Researchers have found that long COVID-induced anxiety could be linked to a deficiency in the FKBP5 gene.
Anxiety is often part of long-term health problems induced by COVID-19 and might be linked to a deficiency in the gene, which regulates the activity of stress hormone receptors and plays a critical role in mental disorders, a team of researchers at National Yang Ming Chiao Tung University (NYCU) and Taipei City Hospital found, the university said in a news release.
The team from the university’s Institute of Physiology and the hospital’s Department of Psychiatry inoculated mice in a laboratory with lipopolysaccharide — a toxic chemical commonly found on bacterial cell walls that causes temporary loss of appetite and weight — to stimulate an inflammatory response, the news release said.
Photo courtesy of National Yang Ming Chiao Tung University
The mice were then observed over several days, it said.
The researchers found that mice in which FKBP5 had been deactivated showed behaviors that indicated anxiety after their inflammatory symptoms had eased, it said.
The immune system and microglia in the brain’s hippocampus are normally activated to combat inflammation when detecting a foreign toxin in the body, but that was not observed in the mice who had the gene deactivated, the school said.

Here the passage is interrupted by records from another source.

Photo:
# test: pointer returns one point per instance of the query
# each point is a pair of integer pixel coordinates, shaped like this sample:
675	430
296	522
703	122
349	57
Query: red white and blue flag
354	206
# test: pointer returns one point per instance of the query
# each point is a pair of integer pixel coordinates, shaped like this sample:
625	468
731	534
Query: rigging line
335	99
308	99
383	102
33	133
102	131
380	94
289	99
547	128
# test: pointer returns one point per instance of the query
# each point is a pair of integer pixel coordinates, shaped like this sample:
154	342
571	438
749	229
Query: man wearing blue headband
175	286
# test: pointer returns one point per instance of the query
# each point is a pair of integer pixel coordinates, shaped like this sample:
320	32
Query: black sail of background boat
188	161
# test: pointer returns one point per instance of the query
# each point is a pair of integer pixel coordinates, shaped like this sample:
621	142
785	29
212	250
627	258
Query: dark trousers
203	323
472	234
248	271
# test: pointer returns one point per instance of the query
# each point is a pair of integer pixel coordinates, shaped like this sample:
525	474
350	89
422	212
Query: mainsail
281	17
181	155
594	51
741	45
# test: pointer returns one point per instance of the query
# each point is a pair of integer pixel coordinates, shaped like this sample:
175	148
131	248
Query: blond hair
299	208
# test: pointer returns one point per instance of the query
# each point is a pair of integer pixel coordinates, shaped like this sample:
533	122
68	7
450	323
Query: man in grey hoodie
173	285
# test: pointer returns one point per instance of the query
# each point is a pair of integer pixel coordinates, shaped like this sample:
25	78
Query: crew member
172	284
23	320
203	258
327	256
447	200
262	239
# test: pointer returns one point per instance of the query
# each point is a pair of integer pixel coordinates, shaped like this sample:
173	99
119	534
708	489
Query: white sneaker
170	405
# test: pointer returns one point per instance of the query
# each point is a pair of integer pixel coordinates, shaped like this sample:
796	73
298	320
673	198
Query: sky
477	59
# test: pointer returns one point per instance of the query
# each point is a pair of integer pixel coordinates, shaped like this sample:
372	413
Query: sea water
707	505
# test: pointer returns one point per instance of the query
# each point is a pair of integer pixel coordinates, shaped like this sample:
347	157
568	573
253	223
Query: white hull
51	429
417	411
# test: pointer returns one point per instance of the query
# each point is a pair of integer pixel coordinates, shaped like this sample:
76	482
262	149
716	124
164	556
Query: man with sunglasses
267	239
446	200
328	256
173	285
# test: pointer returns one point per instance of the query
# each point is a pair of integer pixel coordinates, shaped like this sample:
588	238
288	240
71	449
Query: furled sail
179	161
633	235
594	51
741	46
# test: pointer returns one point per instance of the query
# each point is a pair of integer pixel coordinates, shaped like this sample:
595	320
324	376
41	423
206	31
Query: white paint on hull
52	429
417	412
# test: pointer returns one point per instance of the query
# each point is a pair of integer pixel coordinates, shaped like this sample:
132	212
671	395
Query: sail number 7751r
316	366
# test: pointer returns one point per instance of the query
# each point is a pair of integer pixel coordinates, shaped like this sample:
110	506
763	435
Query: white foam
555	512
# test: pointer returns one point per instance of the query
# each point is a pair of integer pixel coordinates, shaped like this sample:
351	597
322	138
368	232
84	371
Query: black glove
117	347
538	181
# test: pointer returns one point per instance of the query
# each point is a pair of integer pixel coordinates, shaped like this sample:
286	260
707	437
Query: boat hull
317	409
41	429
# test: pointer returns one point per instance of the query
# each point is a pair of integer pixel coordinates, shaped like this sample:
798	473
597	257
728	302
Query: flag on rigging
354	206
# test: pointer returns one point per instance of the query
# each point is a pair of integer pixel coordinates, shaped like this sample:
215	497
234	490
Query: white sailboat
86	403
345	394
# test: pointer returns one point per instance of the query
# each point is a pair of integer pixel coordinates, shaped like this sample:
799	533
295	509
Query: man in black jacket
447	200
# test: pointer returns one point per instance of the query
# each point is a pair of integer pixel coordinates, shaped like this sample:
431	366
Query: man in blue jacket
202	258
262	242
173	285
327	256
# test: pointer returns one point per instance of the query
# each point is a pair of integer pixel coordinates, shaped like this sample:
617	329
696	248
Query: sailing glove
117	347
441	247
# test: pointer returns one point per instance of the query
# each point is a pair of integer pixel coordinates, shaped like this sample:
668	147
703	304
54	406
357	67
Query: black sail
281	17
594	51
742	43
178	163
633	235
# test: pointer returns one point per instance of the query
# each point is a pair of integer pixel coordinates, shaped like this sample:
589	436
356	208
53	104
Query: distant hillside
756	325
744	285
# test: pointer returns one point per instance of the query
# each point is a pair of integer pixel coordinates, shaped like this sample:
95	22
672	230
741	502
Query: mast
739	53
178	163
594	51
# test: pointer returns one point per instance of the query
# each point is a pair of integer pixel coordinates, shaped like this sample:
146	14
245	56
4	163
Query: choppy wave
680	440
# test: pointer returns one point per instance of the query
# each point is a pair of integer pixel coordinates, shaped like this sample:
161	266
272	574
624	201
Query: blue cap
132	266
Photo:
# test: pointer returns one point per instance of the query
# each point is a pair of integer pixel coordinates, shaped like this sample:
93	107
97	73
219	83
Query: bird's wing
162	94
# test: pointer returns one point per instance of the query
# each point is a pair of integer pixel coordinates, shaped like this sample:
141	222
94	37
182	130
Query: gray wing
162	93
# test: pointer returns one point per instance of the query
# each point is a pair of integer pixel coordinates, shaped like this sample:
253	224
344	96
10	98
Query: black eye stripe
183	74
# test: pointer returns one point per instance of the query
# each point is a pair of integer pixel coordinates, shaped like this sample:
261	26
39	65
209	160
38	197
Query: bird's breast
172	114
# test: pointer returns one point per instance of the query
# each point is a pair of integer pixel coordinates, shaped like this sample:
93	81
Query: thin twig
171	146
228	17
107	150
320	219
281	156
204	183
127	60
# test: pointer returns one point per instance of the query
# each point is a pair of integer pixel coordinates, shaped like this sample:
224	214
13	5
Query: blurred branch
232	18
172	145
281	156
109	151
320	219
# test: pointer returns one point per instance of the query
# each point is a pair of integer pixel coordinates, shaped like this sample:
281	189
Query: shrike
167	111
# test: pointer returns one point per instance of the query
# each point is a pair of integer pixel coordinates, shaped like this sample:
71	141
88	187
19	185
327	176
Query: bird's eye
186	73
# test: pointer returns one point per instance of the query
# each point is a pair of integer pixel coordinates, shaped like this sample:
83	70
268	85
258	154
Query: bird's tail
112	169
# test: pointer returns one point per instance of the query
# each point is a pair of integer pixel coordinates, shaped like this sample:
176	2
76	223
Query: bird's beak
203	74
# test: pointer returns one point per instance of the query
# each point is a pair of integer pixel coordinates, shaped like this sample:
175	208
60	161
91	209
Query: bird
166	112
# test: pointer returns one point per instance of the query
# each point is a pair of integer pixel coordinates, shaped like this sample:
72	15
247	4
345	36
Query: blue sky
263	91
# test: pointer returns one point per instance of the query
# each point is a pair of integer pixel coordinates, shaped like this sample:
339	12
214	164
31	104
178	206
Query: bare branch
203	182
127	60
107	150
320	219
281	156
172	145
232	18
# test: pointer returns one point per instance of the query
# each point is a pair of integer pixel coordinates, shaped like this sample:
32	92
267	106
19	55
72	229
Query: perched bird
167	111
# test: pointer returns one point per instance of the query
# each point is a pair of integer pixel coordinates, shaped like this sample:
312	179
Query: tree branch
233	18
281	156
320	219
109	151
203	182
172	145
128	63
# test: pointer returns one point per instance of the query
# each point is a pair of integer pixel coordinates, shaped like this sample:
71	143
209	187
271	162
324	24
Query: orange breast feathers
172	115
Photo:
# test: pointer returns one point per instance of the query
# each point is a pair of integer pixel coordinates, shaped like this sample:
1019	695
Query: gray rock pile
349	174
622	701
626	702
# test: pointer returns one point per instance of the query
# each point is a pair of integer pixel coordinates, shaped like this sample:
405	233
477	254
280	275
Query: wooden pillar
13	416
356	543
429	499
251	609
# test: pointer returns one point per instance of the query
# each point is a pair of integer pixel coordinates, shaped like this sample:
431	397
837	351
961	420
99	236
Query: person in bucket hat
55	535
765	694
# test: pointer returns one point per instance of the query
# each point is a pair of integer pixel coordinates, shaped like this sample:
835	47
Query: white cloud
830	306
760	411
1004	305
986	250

Inflammation can activate the hypothalamic-pituitary-adrenal axis, enabling the FKBP51 protein, which is encoded by the FKBP5 gene, to increase in number, Lee Yi-hsuan (李怡萱), a NYCU professor and leading researcher in the project, is quoted as saying in the news release.
That initiated a series of molecular mechanisms that inhibit neural activity that stabilizes emotions, Lee said.
“However, knocking out the FKBP5 gene prevents the molecular pathway from functioning normally as a mood stabilizer, leading to anxiety,” she said.
The hypothalamic-pituitary-adrenal axis is a major neuroendocrine system that controls reactions to stress, and regulates many processes in the body.
Although the relationship between the gene and long-COVID-induced anxiety requires further investigation, the study highlights a molecular mechanism involving FKBP5 in inflammation-induced anxiety, the news release said.
The team in June published its findings in an article titled “FKBP51 mediates resilience to inflammation-induced anxiety through regulation of glutamic acid decarboxylase 65 expression in mouse hippocampus” in the peer-reviewed Journal of Neuroinflammation.